Decisão Monocrática Nº 0900501-39.2018.8.24.0038 do Segunda Vice-Presidência, 02-12-2019

Número do processo0900501-39.2018.8.24.0038
Data02 Dezembro 2019
Tribunal de OrigemJoinville
ÓrgãoSegunda Vice-Presidência
Classe processualRecurso Especial
Tipo de documentoDecisão Monocrática



ESTADO DE SANTA CATARINA

TRIBUNAL DE JUSTIÇA


Recurso Especial n. 0900501-39.2018.8.24.0038/50001, de Joinville

Recorrente : Nelson Pedro Wanzuita
Advogado : Sandro Paulo Tonial (OAB: 13017/SC)
Recorrido : Ministério Público do Estado de Santa Catarina
Proc.
de Just. : Abel Antunes de Mello (Procurador de Justiça)

DECISÃO MONOCRÁTICA

Nelson Pedro Wanzuita interpôs recurso especial, com fulcro no art. 105, III, "a", da Constituição da República Federativa do Brasil de 1988, contra acórdão prolatado pela Quinta Câmara Criminal que, por unanimidade, deu parcial provimento ao recurso de apelação por ele interposto "para, tão somente, tornar definitiva a pena do apelante em 01 (um) ano, 01 (um) mês e 01 (um) dia de detenção, além do pagamento de 18 (dezoito) dias-multa fixados em 1/30 (um trigésimo) do salário mínimo vigente à época dos fatos" (fl. 224 dos autos principais), mantendo, no mais, a sentença que o condenou por infração ao disposto no art. 2º, II, da Lei n. 8.137/1990, na forma do art. 71 do Código Penal.
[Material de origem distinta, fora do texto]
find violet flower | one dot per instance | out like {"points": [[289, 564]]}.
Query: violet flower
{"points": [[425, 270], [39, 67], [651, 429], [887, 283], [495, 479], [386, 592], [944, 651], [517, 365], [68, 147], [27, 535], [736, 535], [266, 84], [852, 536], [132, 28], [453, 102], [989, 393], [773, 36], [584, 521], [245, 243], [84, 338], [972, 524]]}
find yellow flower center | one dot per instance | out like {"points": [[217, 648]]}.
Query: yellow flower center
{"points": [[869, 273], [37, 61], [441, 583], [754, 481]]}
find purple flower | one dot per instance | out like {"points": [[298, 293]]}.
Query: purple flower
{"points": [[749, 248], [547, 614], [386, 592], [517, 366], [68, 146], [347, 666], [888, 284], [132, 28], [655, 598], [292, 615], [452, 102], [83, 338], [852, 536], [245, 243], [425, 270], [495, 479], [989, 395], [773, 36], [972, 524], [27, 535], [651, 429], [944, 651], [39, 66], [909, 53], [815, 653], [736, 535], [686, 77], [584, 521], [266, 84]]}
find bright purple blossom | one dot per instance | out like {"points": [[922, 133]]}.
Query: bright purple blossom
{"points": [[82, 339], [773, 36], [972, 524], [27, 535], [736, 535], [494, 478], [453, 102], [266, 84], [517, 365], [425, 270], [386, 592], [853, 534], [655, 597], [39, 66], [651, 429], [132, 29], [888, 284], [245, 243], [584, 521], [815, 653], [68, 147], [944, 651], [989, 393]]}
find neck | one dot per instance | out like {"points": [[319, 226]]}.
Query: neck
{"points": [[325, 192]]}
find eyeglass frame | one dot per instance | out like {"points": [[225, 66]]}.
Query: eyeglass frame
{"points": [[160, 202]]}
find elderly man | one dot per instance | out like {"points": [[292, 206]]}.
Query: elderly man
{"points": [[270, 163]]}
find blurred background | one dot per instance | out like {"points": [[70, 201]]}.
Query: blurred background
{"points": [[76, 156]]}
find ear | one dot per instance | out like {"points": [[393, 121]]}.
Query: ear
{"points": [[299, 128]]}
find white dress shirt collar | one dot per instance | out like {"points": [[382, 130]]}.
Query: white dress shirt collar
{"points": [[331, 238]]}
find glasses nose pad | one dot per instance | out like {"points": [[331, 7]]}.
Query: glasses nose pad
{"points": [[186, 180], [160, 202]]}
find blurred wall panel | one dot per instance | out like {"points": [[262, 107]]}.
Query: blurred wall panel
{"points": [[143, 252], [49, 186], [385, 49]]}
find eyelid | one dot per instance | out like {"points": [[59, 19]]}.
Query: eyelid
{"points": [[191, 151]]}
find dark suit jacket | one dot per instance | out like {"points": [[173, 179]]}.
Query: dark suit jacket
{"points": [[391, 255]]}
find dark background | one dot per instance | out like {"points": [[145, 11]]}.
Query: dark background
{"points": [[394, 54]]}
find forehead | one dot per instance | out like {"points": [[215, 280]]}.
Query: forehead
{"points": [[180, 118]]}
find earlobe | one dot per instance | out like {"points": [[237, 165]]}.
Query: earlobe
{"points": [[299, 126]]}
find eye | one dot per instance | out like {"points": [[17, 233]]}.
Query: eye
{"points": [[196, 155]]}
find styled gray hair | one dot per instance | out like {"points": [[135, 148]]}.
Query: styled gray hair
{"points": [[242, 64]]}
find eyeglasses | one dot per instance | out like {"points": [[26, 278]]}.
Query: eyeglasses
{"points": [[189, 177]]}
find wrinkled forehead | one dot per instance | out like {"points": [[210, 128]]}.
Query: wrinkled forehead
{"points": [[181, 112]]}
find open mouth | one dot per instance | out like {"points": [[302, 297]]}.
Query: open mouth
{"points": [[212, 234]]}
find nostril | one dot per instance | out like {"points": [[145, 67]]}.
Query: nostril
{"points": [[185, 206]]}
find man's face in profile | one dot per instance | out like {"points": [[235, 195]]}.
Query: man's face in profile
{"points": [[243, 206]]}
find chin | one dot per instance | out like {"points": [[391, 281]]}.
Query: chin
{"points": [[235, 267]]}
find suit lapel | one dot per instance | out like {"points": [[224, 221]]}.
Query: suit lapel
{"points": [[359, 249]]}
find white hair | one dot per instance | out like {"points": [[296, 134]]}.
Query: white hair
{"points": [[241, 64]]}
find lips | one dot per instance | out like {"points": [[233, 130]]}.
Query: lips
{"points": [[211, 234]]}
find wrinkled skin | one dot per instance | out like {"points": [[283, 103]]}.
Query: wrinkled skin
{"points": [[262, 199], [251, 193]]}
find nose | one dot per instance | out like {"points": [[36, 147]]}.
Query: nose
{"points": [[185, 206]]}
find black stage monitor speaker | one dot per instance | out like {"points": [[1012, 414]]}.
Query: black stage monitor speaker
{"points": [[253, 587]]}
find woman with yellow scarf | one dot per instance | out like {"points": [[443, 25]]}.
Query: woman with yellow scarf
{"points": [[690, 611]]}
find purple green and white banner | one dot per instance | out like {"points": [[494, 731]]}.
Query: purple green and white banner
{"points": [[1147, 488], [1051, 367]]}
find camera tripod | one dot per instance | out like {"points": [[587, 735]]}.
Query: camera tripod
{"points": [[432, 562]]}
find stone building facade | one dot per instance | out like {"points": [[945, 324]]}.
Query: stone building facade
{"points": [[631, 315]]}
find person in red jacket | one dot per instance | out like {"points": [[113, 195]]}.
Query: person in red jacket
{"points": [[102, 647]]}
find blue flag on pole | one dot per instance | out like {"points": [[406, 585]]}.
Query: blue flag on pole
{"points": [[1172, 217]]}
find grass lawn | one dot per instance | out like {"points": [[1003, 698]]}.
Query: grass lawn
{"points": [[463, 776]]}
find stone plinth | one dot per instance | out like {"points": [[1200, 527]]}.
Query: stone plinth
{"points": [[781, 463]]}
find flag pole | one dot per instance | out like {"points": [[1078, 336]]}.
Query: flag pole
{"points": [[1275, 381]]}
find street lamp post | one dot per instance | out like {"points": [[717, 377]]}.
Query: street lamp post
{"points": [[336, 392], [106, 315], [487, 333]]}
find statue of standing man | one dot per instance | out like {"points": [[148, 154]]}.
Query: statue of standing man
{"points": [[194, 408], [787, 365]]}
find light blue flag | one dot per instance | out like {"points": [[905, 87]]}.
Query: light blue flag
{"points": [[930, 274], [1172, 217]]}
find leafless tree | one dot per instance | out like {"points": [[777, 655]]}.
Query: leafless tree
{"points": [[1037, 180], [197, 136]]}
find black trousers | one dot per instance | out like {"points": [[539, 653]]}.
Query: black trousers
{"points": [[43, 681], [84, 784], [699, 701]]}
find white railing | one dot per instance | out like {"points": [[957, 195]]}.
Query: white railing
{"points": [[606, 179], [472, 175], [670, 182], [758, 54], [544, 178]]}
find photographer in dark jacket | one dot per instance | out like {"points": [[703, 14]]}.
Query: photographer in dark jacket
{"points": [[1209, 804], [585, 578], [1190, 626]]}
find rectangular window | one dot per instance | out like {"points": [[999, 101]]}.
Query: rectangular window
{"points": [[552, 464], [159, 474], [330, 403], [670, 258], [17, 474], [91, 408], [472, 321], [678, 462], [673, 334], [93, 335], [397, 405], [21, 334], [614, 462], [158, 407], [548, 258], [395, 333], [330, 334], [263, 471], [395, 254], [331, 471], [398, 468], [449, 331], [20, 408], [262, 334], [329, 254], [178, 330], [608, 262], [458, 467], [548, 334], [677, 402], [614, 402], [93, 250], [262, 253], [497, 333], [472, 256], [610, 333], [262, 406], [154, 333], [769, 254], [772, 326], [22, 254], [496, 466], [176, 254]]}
Em suas razões, sustentou ter o acórdão contrariado o teor dos arts. 23, I, e 24 do Código Penal e do art. 386, VI, do Código de Processo Penal, asseverando ser hipótese de estado de necessidade ou inexigibilidade de conduta diversa, já que teria deixado de recolher o tributo em razão de dificuldades financeiras. Aduziu violação ao art. 71 do Código Penal, defendendo não se tratar de hipótese de continuidade delitiva, mas de crime habitual impróprio, motivo pelo qual requereu a exclusão da causa geral de aumento ou, sucessivamente, a redução de sua fração. Suscitou ofensa ao art. 33, § 2º, "c", do Código Penal, postulando a fixação de regime aberto, e não do semiaberto. Alegou afronta ao art. 44, II, § 3º, do Código Penal, requerendo a substituição da pena privativa de liberdade por restritiva de direitos.

Com as contrarrazões (fls. 17-27 deste incidente), vieram os autos conclusos à 2ª Vice-Presidência.

É o relatório.

1. Do estado de necessidade e da inexigibilidade de conduta diversa (suposta ofensa aos arts. 23, I, e 24 do CP e ao art. 386, VI, do CPP):

Quanto às excludentes de ilicitude em questão, a pretensão recursal deduz controvérsia a respeito das premissas fáticas fixadas no acórdão recorrido, pressupondo reexame de provas, e não sua mera revaloração, o que é vedado em sede de recurso especial, em conformidade com a Súmula 07 do Superior Tribunal de Justiça: "A pretensão de simples reexame de prova não enseja recurso especial".

Com efeito, não é possível cotejar as conclusões exaradas no acórdão com aquelas defendidas no recurso a respeito do estado de necessidade e da inexigibilidade de conduta diversa sem revisar as provas atinentes à situação financeira da empresa por ele gerida.

É que as excludentes de ilicitude em alusão foram afastadas com base nos elementos probatórios a respeito da situação financeira da empresa contribuinte, conforme se depreende da conclusão exarada no acórdão recorrido:

"Mesmo que o acusado tenha juntado aos autos documentação limitando-se em demonstrar instabilidade financeira da empresa (fls. 86-115), antevejo a ausência de qualquer elemento de prova na utilização dos valores sonegados no intuito de resguardar interesses sociais decorrentes de sua atividade, a corroborar a aventada dificuldade à época dos fatos.

Insta esclarecer que, ao alegar falta de recursos financeiros que impossibilitaram o acusado em honrar seus débitos fiscais com o Fisco Estadual, ocorreu uma inversão do ônus da prova, transferindo ao réu o encargo de demonstrar meios probatórios à pretendida absolvição nos termos do artigo 156 do Código de Processo Penal, mas não o fez.

Entrementes, o acusado transparece da reiteração de condutas, isso porque já respondeu a outras ações criminais pelo mesmo delito, conforme certidão de antecedentes criminais às fls. 35-38, o que leva a crer na utilização indevida de tributos fiscais em benefício diverso inerente à sua atividade empresarial, o que não se coaduna, pela perda do caráter de exceção, com a causa de exclusão de ilicitude." (fls. 229-230 dos autos principais)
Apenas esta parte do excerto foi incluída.